What is Job Queue Depth?
When talking about jobs, we’re typically using two key metrics to measure our queues:
Queue depth: how many jobs are in a queue waiting to be processed; also known as queue size
Queue latency: how long any given job waits in the queue before it’s processed; also called queue time
These metrics help us understand how healthy the queues are, how fast they’re running, and when we’ve hit a bad point.

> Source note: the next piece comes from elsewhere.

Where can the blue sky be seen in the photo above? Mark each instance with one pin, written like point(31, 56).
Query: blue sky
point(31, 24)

Queue depth is usually easier to visualize, but it is not necessarily the most important metric for autoscaling, as it can be misleading sometimes. Imagine two queues, both single-threaded:
Queue A has 10 jobs enqueued. Each job takes one second to run
Queue B has 10,000 jobs enqueued. Each job takes one millisecond to run
One of these queues might appear to be “backed up” because it has a high queue depth (10,000 jobs), but in reality the queue “health” is the same—they will both clear their backlog in 10 seconds. That’s why queue latency is usually considered a better metric for autoscaling.
When to Use Queue Depth?
It’s no secret that we’re big fans of request & job queue time autoscaling, but certain job backends may not have queue time available, or maybe your specific use-case or business need could benefit from autoscaling based on queue depth.
In those cases, it’s worth giving queue depth autoscaling a try. And autoscaling with queue depth is certainly better than no autoscaling at all.